No caso da cantora, houve metástase —quando o tumor sai do local inicial e se espalha pelo corpo— em quatro regiões: em duas estruturas do sistema linfático, conhecidas como linfonodos; no peritônio, uma membrana que reveste órgãos como intestino, fígado e estômago; e no ureter, tubo por onde passa a urina.

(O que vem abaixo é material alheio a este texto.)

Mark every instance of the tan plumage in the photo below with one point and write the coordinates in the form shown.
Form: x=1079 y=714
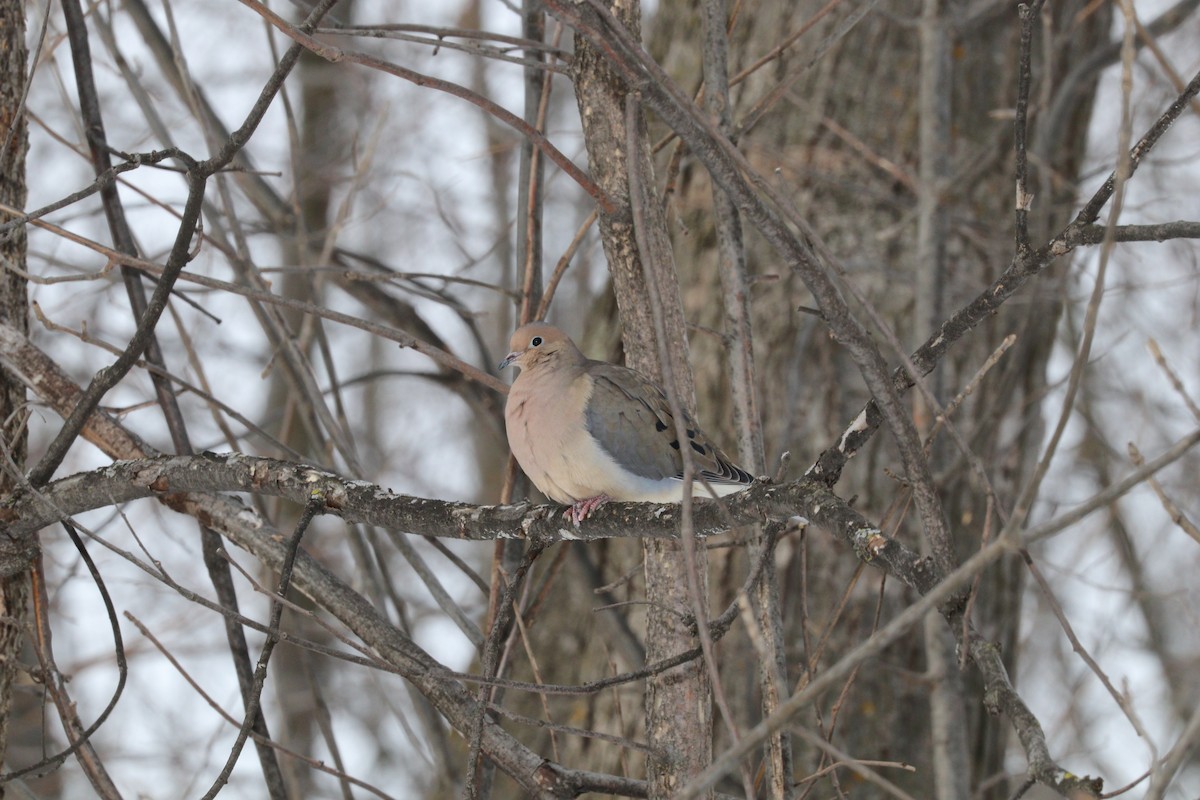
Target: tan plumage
x=587 y=432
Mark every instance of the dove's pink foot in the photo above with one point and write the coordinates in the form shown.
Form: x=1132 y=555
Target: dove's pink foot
x=580 y=510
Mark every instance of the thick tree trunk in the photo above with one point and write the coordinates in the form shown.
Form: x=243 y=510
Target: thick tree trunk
x=13 y=312
x=646 y=286
x=889 y=120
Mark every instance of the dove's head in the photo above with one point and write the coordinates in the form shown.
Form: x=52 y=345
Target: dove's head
x=537 y=344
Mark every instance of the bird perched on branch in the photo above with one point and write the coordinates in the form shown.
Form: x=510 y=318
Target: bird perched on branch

No dia 30 de março, Preta afirmou no programa Domingão (Globo), de Luciano Huck: “Agora entro numa fase difícil, complicada, porque aqui no Brasil a gente já fez tudo o que podia. Agora as minhas chances de cura estão fora do país”.
A diferença entre o tratamento nos EUA e no Brasil acontece porque, se por um lado a ciência biomédica permanece em marcha, com dezenas de novas drogas antitumorais sendo descobertas e testadas todos os anos, por outro existem sucessivos obstáculos para que essas inovações estejam ao alcance da população —especialmente em países como o Brasil.
Entre os entraves estão o tempo de aprovação de registro, a inclusão no rol obrigatório de oferta pelos planos de saúde (especialmente no caso de medicamentos orais) e a (não) decisão no que vai ser usado no SUS (Sistema Único de Saúde), do qual dependem diretamente 70% da população brasileira. Por fim, o Brasil ainda engatinha na oferta de ensaios clínicos, o que poderia trazer benefícios a milhares de pacientes.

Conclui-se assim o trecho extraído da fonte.